No final de junho de 2006 o Supremo Tribunal Federal decidiu que os bancos estão sujeitos às regras do Código de Defesa do Consumidor na relação com seus clientes. Após quatro anos da interposição da Ação Direta de Inconstitucionalidade em desfavor do Parágrafo 2º do Artigo 3º do CDC, os ministros entenderam, por maioria, à constitucionalidade do referido parágrafo. O parágrafo em questão define o que é “serviço” para efeitos do Código de Defesa do Consumidor: “Serviço é qualquer atividade fornecida no mercado de consumo, mediante remuneração, inclusive as de natureza bancária, financeira, de crédito e securitária, salvo as decorrentes das relações de caráter trabalhista”.

17/10/2006


Da constitucionalidade da aplicação do Código de Defesa do Consumidor às instituições financeiras

 

Felipe Monteiro de Albuquerque*

No final de junho de 2006 o Supremo Tribunal Federal decidiu que os bancos estão sujeitos às regras do Código de Defesa do Consumidor na relação com seus clientes.

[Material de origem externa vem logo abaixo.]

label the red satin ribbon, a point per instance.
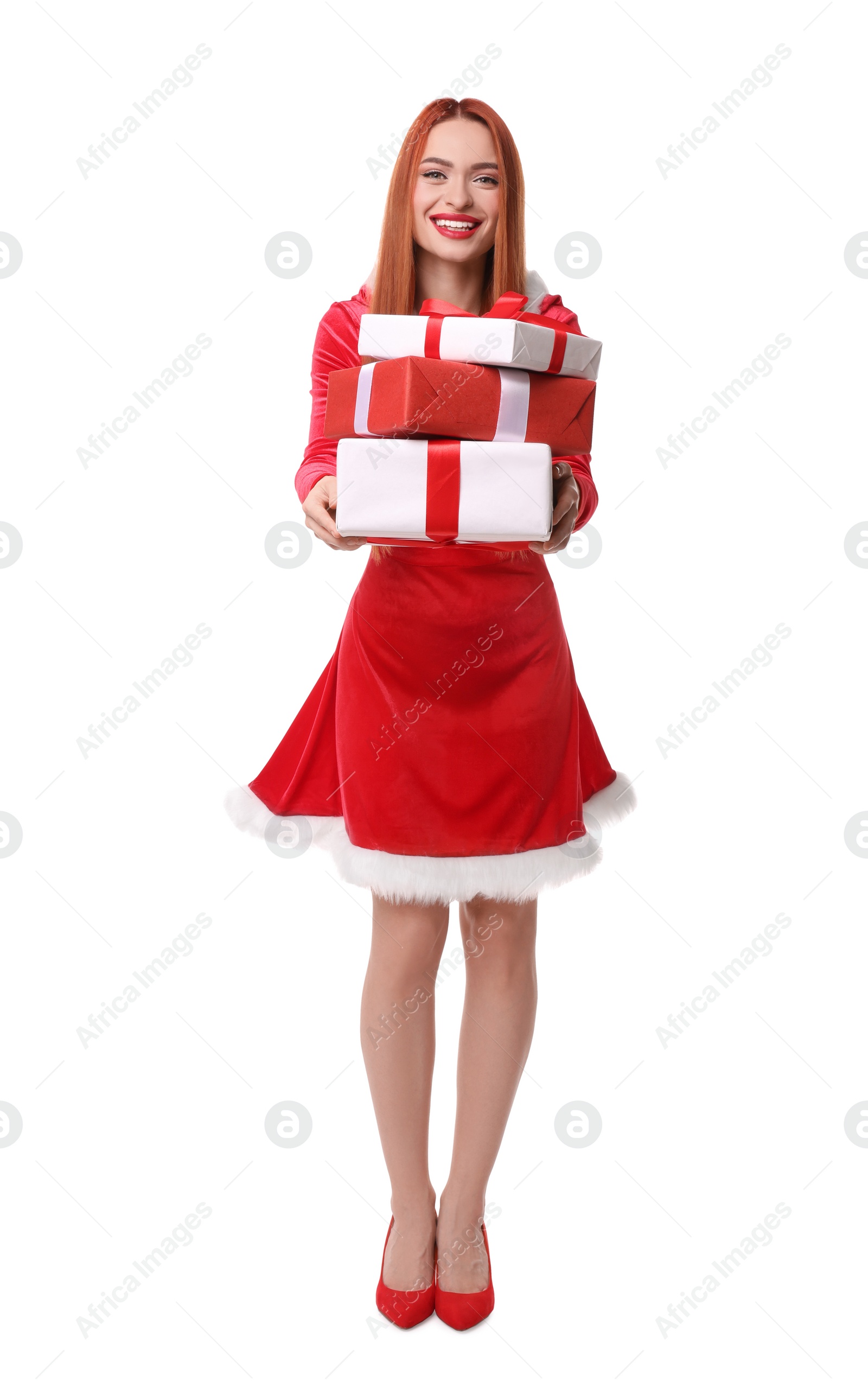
(443, 491)
(507, 307)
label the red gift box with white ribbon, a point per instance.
(443, 491)
(506, 335)
(410, 397)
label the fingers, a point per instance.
(319, 520)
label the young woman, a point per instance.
(445, 752)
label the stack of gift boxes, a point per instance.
(449, 434)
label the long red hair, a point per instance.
(395, 279)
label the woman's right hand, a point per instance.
(319, 508)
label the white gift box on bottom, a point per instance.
(435, 491)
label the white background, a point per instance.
(701, 1138)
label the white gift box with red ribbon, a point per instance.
(445, 491)
(518, 341)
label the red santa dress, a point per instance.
(446, 750)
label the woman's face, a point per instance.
(457, 193)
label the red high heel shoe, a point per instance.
(465, 1311)
(405, 1308)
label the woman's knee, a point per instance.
(407, 939)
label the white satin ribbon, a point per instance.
(363, 401)
(515, 399)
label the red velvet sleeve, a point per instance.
(336, 347)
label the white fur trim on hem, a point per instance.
(504, 877)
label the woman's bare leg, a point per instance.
(500, 1006)
(398, 1040)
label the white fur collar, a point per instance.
(534, 288)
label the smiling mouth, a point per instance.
(456, 227)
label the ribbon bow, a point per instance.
(509, 306)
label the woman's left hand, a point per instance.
(566, 499)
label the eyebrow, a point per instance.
(448, 165)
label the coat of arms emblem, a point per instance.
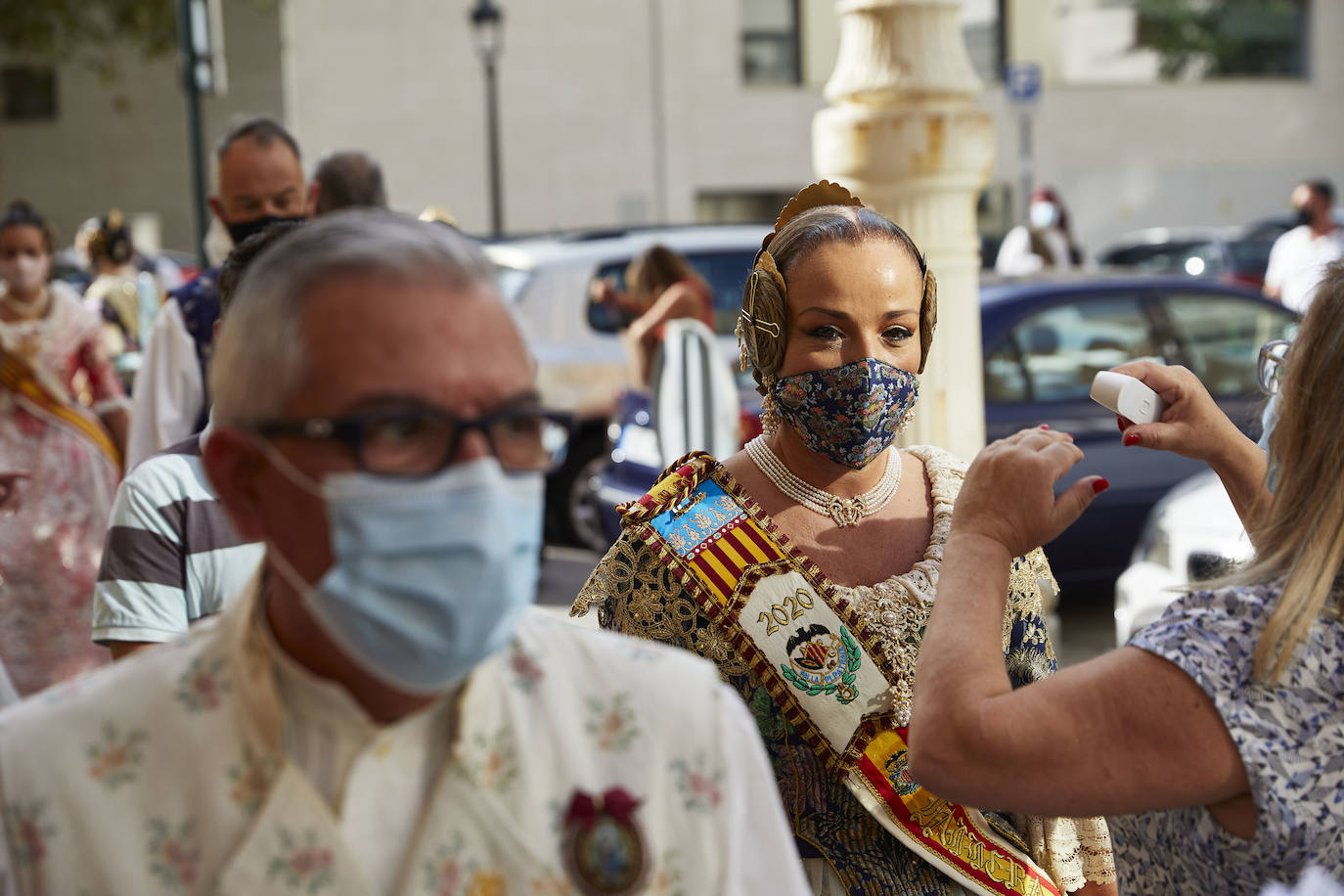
(822, 661)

Após quatro anos da interposição da Ação Direta de Inconstitucionalidade em desfavor do Parágrafo 2º do Artigo 3º do CDC, os ministros entenderam, por maioria, à constitucionalidade do referido parágrafo.

 

O parágrafo em questão define o que é “serviço” para efeitos do Código de Defesa do Consumidor: “Serviço é qualquer atividade fornecida no mercado de consumo, mediante remuneração, inclusive as de natureza bancária, financeira, de crédito e securitária, salvo as decorrentes das relações de caráter trabalhista”.

 

Depois que a Confederação Nacional de Instituições Financeiras ingressou com a ADIN em 2001, visto o quão complexa é a matéria, o seu julgamento ficou marcado pela celeuma, onde a partir de abril de 2002 os ministros começaram a proferir os seus votos, contudo apenas em junho de 2006 foi declarada a constitucionalidade da aplicação do Código de Defesa do Consumidor às Instituições Financeiras.

 

A Ação Direta de Inconstitucionalidade tem o escopo de formalizar declarada a inconstitucionalidade do parágrafo 2º do artigo 3º do CDC, por conseqüência do artigo 192 da Constituição Federal de 1988, que dispõe acerca da necessidade de o Sistema Financeiro Nacional ser regulado por Lei Complementar: “o Sistema Financeiro Nacional estruturado de forma a promover o desenvolvimento equilibrado do País e a servir aos interesses da coletividade, em todas as partes que o compõe, abrangendo as cooperativas de crédito, será regulado por leis complementares que disporão, inclusive, sobre a participação do capital estrangeiro nas instituições que o integram”.

 

Senão Vejamos:

 

O artigo 192 da Constituição Federal dispõe, ainda, que a regulamentação do sistema financeiro nacional deverá respeitar os seguintes preceitos:

• o sistema financeiro nacional deverá ser estruturado de forma a promover o desenvolvimento equilibrado do país;

 

• a regulamentação do sistema financeiro nacional deverá ter como meta principal servir aos interesses da coletividade;

 

• por expressa determinação constitucional, a previsão do artigo 192 da Constituição Federal aplica-se também às cooperativas de crédito; e

 

• a regulamentação do sistema financeiro nacional deverá especificar a participação do capital estrangeiro nas instituições que o integram.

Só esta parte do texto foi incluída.